Integrating extensive wiring in a factory is difficult and expensive; and, at best, it's a job that should only be done once. That's why it's important to ensure that the cable assemblies, connectors, and distribution boxes used to make up a system are rugged, reliable, and scalable to meet today's and tomorrow's standards, protocols, and regulations.
This article provides a brief summary of the requirements of the modern factory. It then presents a modular approach to building and evolving industrial automation networks using examples of real-world components from Molex. It shows how a modular approach can simplify deployment and meet key environmental, operational, safety, reliability and cost requirements, while maintaining enough flexibility to expand and adapt as the factory grows.
The factory wiring of tomorrow
Industrial automation (AI) has transformed the modern factory. Communication is now as important as the electricity used to power the drives and servo motors of the large machines that make products, and safety is paramount as humans and robots work closely together. The challenge for the automation engineer is to select and install power, communication, and security cabling that takes advantage of today's technology while keeping an eye on the future in terms of scalability.

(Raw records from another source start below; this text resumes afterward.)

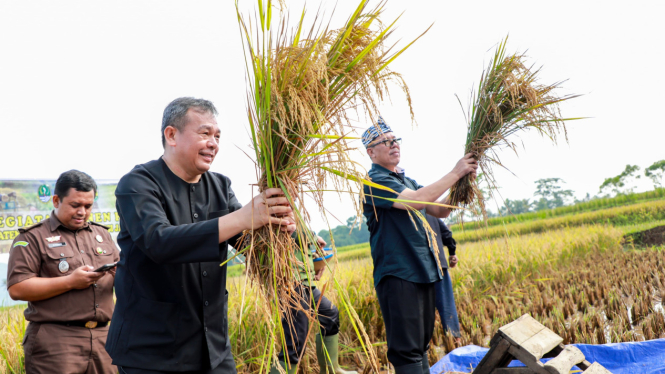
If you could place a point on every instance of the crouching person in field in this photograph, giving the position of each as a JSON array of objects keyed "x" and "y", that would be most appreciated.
[
  {"x": 405, "y": 269},
  {"x": 296, "y": 325},
  {"x": 51, "y": 267}
]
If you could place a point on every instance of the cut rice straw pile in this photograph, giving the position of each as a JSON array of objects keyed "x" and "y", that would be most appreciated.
[
  {"x": 509, "y": 100},
  {"x": 303, "y": 84}
]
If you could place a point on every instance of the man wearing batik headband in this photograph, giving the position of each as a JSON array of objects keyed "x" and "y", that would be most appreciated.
[{"x": 405, "y": 269}]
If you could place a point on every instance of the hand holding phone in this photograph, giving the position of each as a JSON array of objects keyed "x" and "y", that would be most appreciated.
[{"x": 106, "y": 267}]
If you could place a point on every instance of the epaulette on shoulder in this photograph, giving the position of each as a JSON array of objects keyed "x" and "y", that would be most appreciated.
[
  {"x": 28, "y": 228},
  {"x": 100, "y": 225}
]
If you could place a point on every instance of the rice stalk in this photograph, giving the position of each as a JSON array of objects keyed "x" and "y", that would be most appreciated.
[
  {"x": 509, "y": 101},
  {"x": 303, "y": 85}
]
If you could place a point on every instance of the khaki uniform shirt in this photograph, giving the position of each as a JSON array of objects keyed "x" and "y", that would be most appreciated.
[{"x": 38, "y": 251}]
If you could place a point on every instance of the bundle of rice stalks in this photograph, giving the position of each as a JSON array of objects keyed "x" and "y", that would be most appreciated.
[
  {"x": 509, "y": 100},
  {"x": 302, "y": 86}
]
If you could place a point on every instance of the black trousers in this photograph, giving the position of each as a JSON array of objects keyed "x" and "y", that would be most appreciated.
[
  {"x": 297, "y": 326},
  {"x": 408, "y": 314},
  {"x": 228, "y": 366}
]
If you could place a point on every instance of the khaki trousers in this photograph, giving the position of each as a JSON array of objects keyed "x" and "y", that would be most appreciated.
[{"x": 51, "y": 348}]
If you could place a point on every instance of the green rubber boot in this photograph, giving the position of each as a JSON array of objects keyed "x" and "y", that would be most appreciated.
[
  {"x": 332, "y": 349},
  {"x": 293, "y": 370}
]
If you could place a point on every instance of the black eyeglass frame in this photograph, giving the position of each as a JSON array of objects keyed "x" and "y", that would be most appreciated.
[{"x": 391, "y": 141}]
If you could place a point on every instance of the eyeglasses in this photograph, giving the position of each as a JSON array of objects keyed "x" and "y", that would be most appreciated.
[{"x": 389, "y": 143}]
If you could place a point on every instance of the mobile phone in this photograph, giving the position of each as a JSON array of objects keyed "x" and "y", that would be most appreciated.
[{"x": 106, "y": 267}]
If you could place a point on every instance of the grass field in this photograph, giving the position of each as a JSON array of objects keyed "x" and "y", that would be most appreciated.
[
  {"x": 582, "y": 207},
  {"x": 572, "y": 272}
]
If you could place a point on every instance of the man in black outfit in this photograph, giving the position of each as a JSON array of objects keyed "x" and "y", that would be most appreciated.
[
  {"x": 405, "y": 268},
  {"x": 177, "y": 219},
  {"x": 445, "y": 298}
]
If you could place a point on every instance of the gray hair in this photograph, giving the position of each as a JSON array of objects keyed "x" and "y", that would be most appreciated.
[{"x": 175, "y": 112}]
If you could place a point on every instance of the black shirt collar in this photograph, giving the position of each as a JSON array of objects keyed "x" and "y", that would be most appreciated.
[{"x": 176, "y": 180}]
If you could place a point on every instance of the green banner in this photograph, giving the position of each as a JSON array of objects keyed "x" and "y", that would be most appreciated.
[{"x": 26, "y": 202}]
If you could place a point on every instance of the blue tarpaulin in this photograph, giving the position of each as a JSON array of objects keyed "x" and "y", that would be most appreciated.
[{"x": 619, "y": 358}]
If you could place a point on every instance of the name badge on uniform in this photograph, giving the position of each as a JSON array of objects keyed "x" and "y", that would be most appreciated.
[{"x": 63, "y": 266}]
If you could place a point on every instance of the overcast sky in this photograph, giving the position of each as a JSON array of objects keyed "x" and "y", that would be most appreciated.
[{"x": 83, "y": 84}]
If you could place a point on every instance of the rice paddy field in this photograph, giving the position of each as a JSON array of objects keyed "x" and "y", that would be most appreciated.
[{"x": 591, "y": 275}]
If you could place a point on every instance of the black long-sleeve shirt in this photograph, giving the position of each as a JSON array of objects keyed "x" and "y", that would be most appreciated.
[
  {"x": 171, "y": 309},
  {"x": 444, "y": 237}
]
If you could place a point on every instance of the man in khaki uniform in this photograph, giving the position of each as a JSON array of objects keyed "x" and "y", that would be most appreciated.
[{"x": 51, "y": 267}]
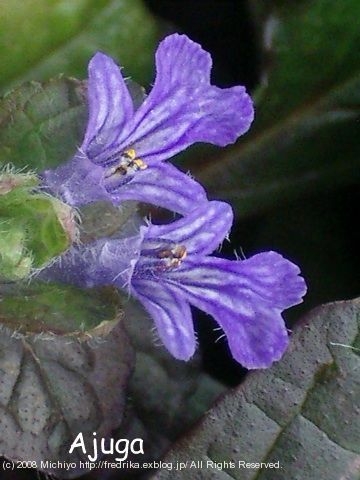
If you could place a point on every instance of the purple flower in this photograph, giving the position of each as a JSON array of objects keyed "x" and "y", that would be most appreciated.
[
  {"x": 169, "y": 267},
  {"x": 122, "y": 154}
]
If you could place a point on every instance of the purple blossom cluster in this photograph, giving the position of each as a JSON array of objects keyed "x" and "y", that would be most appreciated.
[{"x": 170, "y": 267}]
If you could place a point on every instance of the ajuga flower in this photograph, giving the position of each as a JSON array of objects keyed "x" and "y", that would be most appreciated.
[
  {"x": 169, "y": 267},
  {"x": 123, "y": 150}
]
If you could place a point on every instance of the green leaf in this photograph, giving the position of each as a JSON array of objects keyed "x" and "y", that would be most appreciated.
[
  {"x": 53, "y": 387},
  {"x": 303, "y": 412},
  {"x": 305, "y": 134},
  {"x": 44, "y": 38},
  {"x": 35, "y": 227}
]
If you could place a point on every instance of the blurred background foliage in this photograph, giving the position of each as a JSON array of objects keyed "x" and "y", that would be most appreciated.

It is a difficult challenge because factories are a great investment and are built to last. Over their lifetime, manufacturing technology will evolve and cabling systems that were satisfactory only a few years earlier may no longer be suitable. In addition, as production capacity increases, each additional system will require its own connectivity, and rewiring a factory is not only costly and time consuming, but also means expensive machinery sits down.
Engineers are increasingly turning to modular systems that house power, communications, and security cabling in the same sheath and allow for future growth in the form of spare cables. A key part of this approach is the M23 connector system, so named because the thread diameter of the cable coupling is 23 millimeters (mm). The system is relatively easy to assemble and test, and provides a robust and reliable power and communication infrastructure (Figure 1),
Figure 1: An M23 cordset showing a 23mm receptacle with an 8-pole female insert. (Image source: Molex)
M23 connectors and wiring are designed for servicing electrical drives, servo motors, and encoders common in industrial automation. The M23 system features a range of inserts and housings for data, communication, and combined power and data, making it equally suitable for power or signal transmission applications. M23 cord sets can carry voltages of 250, 630, or 800 volts at currents of 9, 18, or 30 amps (A).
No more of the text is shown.